O desafio encontrado aqui foi adequar este material as peças de joalheria projetadas,
mantendo as formas visuais e não comprometendo o conceito de cada peça, nem o
conforto da usuária.
A experimentação nunca deve ser ignorada pelo projetista! Devido às
condições de lapidação do basalto, a idéia de utilizá-lo em formato de esferas teve de ser
adaptada também, para os formatos cabochão e gota. Outra adaptação foi quanto a
fixação do basalto nas jóias. A idéia era perfurar a rocha e utilizar a fixação semelhante
a que é comumente empregada entre as pérolas, ou seja, por pinos. Embora seja
tecnicamente viável esta alternativa foi remanejada por motivos de economia e
substituída pela cravação sob pressão com o auxílio de cola.

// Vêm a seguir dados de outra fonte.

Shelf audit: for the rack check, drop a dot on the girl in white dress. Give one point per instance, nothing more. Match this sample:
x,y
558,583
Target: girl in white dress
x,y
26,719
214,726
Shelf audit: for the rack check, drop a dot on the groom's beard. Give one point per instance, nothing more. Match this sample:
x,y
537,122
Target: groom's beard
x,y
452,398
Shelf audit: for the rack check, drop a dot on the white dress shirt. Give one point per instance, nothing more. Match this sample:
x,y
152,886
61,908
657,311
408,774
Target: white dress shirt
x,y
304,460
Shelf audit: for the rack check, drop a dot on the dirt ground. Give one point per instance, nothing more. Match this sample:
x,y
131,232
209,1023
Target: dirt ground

Procurando atender as necessidades da usuária, buscou-se inovação funcional
em projetar 2 peças que apresentam mais de uma configuração de uso. A inovação
tecnológica ficou por conta da utilização do basalto, material não convencional inédito
na joalheria brasileira. Para estudos futuros, fica a sugestão de explorar outras cores de
basalto e quem sabe, divulgá-lo como mineral gemológico. Por enquanto, mantém-se a
idéia de buscar apoio regional para exposição da coleção e divulgação do basalto como
patrimônio do orgulho da serra gaúcha e de seus colonizadores.

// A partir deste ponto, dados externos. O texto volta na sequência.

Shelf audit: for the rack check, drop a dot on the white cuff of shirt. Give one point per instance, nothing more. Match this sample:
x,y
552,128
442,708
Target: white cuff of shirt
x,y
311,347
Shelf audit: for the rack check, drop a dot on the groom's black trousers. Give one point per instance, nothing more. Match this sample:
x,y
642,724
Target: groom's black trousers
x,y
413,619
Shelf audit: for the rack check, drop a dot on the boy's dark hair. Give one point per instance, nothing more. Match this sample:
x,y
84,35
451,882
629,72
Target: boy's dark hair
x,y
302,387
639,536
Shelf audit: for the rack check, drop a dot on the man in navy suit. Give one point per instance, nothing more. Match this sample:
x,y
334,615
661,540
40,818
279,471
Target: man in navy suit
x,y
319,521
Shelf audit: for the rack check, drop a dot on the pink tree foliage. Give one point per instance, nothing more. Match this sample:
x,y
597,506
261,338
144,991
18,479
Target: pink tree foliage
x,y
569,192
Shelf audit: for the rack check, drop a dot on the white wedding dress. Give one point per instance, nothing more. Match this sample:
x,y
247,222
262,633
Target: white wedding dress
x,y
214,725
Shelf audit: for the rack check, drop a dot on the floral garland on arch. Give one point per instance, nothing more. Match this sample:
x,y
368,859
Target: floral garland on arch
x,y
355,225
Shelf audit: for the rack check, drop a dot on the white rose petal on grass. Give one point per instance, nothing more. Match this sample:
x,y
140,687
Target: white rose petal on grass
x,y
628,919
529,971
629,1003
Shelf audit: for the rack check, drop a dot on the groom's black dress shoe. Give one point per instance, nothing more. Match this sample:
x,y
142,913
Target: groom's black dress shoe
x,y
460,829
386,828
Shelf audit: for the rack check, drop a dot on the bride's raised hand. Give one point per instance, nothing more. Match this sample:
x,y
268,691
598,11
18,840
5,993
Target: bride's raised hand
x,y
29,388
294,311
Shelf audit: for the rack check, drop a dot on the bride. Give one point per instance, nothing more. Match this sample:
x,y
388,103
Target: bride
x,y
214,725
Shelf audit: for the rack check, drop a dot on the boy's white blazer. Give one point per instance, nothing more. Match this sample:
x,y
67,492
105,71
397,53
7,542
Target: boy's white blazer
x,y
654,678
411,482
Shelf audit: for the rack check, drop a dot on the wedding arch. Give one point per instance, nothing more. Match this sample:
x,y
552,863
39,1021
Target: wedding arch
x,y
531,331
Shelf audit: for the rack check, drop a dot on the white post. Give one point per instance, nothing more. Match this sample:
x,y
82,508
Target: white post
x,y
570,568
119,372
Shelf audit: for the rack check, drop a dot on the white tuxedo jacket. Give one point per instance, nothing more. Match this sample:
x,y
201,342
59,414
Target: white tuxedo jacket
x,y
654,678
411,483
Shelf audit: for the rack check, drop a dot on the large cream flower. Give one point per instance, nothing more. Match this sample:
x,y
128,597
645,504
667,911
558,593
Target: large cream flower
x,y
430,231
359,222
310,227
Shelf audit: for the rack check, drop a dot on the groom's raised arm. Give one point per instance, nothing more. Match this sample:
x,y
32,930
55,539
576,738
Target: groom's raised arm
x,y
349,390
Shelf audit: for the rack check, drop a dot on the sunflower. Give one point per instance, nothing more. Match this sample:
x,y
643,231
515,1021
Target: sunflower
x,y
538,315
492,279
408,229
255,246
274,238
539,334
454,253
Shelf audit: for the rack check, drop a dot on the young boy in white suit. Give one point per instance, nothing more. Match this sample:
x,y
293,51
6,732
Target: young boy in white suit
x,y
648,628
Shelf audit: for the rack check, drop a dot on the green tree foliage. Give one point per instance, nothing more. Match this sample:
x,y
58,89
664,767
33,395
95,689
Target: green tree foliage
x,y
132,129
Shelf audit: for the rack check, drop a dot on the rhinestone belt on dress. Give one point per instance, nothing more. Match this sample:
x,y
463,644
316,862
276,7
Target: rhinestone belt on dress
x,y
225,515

Entende-se, que o profissional designer exerce seu papel social no
desenvolvimento de produtos que facilitam a resolução de problemas e atendam as
necessidades do usuário. A utilização de temáticas culturais, em especial as regionais,
acrescenta mais valor social aos produtos de design merecendo uma atenção especial
por parte do projetista. Em vista disto, concluiu-se que este trabalho mostrou-se
satisfatório. Deixando uma sensação de primeiro passo de uma longa caminhada na
busca de fortalecer os produtos de joalheria como coadjuvantes na conscientização
cultural entre a sociedade, e não apenas como produtos do luxo.